Maybe I just don't understand what that ridiculous phrase meant. :shrug:

I think this scene from Better Call Saul really sums up the concept of what it means to break bad in the way that fans use that phrase.

https://www.youtube.com/watch?v=cYaXYPi2N4E

In this scene, Mike is laying out for another character that he has now "broken bad." It's a seal that can't be unbroken. All of his decisions from that point forward have to take the fact that he broke the law under consideration, or he will get caught. He is a criminal now.

Also, here's a TIME article about the title of "Breaking Bad" and what it means:

quote:

Show creator Vince Gilligan has said (as in the video above) that he had thought it was a commonly used phrase when he decided to use it as a title, not knowing that the expression was a Southern regionalism from the area in Virginia from which he hails. It means “to raise hell,” he says, as in “I was out the other night at the bar…and I really broke bad.”

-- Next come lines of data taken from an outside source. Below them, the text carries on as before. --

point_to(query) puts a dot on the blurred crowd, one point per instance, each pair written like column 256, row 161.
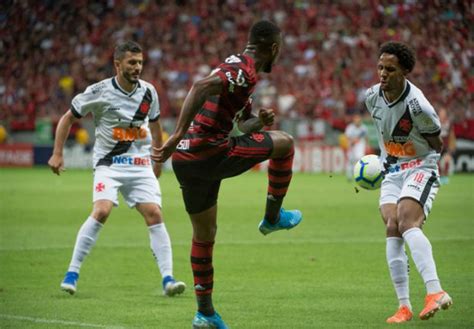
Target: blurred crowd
column 53, row 49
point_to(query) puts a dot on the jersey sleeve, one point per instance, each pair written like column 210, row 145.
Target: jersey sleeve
column 424, row 117
column 85, row 102
column 154, row 113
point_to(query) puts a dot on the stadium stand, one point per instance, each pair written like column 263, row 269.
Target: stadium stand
column 53, row 49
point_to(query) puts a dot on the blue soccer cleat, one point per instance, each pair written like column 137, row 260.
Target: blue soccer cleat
column 171, row 287
column 70, row 282
column 215, row 321
column 288, row 220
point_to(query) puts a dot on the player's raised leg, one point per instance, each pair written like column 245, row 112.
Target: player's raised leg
column 279, row 178
column 160, row 245
column 204, row 233
column 397, row 262
column 411, row 216
column 85, row 240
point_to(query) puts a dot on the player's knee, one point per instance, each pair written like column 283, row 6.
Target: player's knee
column 153, row 216
column 283, row 144
column 100, row 214
column 207, row 233
column 392, row 227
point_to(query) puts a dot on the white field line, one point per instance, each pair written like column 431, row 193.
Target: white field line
column 59, row 322
column 264, row 241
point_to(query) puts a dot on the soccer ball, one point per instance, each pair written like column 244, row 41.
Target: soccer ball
column 368, row 172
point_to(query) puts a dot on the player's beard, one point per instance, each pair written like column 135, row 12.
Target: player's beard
column 131, row 77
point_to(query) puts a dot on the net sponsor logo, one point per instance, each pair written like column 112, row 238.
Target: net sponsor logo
column 130, row 161
column 400, row 149
column 128, row 134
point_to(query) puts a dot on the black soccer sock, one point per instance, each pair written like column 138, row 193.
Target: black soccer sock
column 203, row 272
column 279, row 178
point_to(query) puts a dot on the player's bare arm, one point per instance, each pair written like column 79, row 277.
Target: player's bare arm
column 200, row 91
column 266, row 118
column 56, row 162
column 156, row 142
column 435, row 142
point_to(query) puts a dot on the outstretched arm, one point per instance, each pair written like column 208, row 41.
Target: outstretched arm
column 156, row 141
column 200, row 91
column 56, row 162
column 435, row 142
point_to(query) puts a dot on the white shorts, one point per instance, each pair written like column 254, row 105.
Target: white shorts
column 136, row 186
column 416, row 179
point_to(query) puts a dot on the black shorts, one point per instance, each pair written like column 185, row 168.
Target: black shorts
column 200, row 179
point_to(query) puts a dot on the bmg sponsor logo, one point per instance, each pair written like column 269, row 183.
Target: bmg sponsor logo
column 405, row 165
column 130, row 161
column 128, row 134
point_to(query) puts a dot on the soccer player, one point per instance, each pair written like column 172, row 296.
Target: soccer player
column 205, row 154
column 409, row 137
column 356, row 133
column 126, row 114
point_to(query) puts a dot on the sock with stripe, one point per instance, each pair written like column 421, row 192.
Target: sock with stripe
column 422, row 255
column 203, row 272
column 279, row 178
column 160, row 245
column 85, row 240
column 397, row 261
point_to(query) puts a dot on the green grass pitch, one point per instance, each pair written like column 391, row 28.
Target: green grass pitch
column 330, row 272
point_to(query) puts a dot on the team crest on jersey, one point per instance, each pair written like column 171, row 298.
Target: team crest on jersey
column 99, row 187
column 144, row 107
column 258, row 137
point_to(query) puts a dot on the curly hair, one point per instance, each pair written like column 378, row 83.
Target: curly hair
column 122, row 48
column 405, row 54
column 264, row 33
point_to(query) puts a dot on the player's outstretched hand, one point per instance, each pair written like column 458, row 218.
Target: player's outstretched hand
column 161, row 154
column 56, row 163
column 266, row 116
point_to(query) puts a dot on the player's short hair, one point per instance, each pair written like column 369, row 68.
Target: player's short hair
column 123, row 47
column 264, row 33
column 405, row 54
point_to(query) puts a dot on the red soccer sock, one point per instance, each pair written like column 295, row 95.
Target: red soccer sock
column 203, row 272
column 279, row 178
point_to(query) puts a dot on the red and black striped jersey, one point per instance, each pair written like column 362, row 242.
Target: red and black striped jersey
column 209, row 131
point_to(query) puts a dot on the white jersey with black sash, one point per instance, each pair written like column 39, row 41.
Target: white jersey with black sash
column 403, row 123
column 121, row 119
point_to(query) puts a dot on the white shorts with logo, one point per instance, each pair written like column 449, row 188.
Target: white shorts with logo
column 416, row 179
column 136, row 186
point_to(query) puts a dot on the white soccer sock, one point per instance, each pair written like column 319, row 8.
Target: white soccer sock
column 161, row 247
column 422, row 255
column 86, row 238
column 397, row 261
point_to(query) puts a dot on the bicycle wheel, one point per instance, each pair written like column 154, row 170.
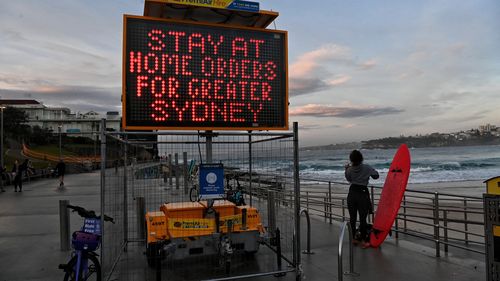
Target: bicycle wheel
column 93, row 271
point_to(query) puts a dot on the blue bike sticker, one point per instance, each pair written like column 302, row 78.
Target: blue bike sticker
column 211, row 181
column 92, row 225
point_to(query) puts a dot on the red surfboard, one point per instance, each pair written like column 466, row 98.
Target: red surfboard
column 390, row 198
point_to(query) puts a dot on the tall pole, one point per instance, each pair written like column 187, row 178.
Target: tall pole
column 1, row 148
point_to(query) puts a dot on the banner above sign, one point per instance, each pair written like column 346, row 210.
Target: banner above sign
column 238, row 5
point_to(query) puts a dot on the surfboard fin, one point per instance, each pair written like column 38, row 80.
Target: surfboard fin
column 376, row 232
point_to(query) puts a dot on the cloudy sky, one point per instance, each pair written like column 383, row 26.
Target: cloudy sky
column 357, row 69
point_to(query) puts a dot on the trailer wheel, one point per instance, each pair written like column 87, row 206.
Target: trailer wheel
column 152, row 254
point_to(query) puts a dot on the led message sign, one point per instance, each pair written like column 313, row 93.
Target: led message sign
column 181, row 75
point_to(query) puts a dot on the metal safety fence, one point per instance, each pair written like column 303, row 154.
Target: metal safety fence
column 163, row 231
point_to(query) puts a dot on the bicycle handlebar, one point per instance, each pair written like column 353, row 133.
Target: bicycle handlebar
column 89, row 214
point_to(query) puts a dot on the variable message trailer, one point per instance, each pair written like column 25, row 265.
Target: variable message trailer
column 184, row 75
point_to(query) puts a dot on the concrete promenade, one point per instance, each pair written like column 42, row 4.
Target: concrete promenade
column 30, row 249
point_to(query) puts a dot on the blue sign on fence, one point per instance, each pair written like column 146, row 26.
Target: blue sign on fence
column 211, row 181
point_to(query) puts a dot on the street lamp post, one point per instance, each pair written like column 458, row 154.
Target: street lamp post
column 1, row 147
column 59, row 129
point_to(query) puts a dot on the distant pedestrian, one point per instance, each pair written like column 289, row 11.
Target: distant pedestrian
column 17, row 172
column 358, row 199
column 61, row 170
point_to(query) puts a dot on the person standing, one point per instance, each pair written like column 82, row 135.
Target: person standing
column 358, row 199
column 17, row 176
column 61, row 170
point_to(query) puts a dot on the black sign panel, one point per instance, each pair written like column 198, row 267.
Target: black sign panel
column 180, row 75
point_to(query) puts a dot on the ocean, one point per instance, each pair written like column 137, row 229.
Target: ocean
column 428, row 165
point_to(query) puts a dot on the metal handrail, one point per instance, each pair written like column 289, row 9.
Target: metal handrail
column 351, row 252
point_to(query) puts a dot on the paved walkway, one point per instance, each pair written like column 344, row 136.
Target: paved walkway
column 29, row 242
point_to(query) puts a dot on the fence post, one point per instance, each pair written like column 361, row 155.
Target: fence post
column 64, row 224
column 330, row 199
column 396, row 227
column 177, row 171
column 141, row 219
column 185, row 169
column 325, row 207
column 170, row 169
column 271, row 212
column 125, row 191
column 436, row 223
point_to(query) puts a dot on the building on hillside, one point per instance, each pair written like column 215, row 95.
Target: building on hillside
column 61, row 118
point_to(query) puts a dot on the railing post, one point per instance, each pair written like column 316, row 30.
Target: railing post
column 307, row 200
column 466, row 225
column 325, row 207
column 351, row 253
column 436, row 223
column 308, row 250
column 185, row 172
column 404, row 214
column 330, row 199
column 445, row 226
column 343, row 209
column 64, row 224
column 373, row 202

But, while the gist of his definition is pretty widely accepted, Gilligan’s use-it-in-a-sentence definition of the phrase is an incomplete accounting of its meanings. In general, “breaking bad” connotes more violence than “raising hell” does. A glance at the bevy of definitions at user-sourced Urban Dictionary reveals that different contributors think the words possess a wide variety of nuances: to “break bad” can mean to “go wild,” to “defy authority” and break the law, to be verbally “combative, belligerent, or threatening” or, followed by the preposition “on,” to “completely dominate or humiliate.”

Reference books back up that third meaning seen at Urban Dictionary. The New Partridge Dictionary of Slang and Unconventional English gives a definition of “to act in a threatening, menacing manner”; American Slang gives a similar definition and traces the phrase to 1970s black usage. Cassell’s Dictionary of Slang says it’s African-American slang from the ’60s that means “to become angry or aggressive”—and that on 1980s college campuses it could (perhaps in a “bad equals good” sense?) mean “to perform well.” The Facts on File Dictionary of American Regionalisms labels the phrase as Southern slang that means “to behave in a violent manner for no good reason.”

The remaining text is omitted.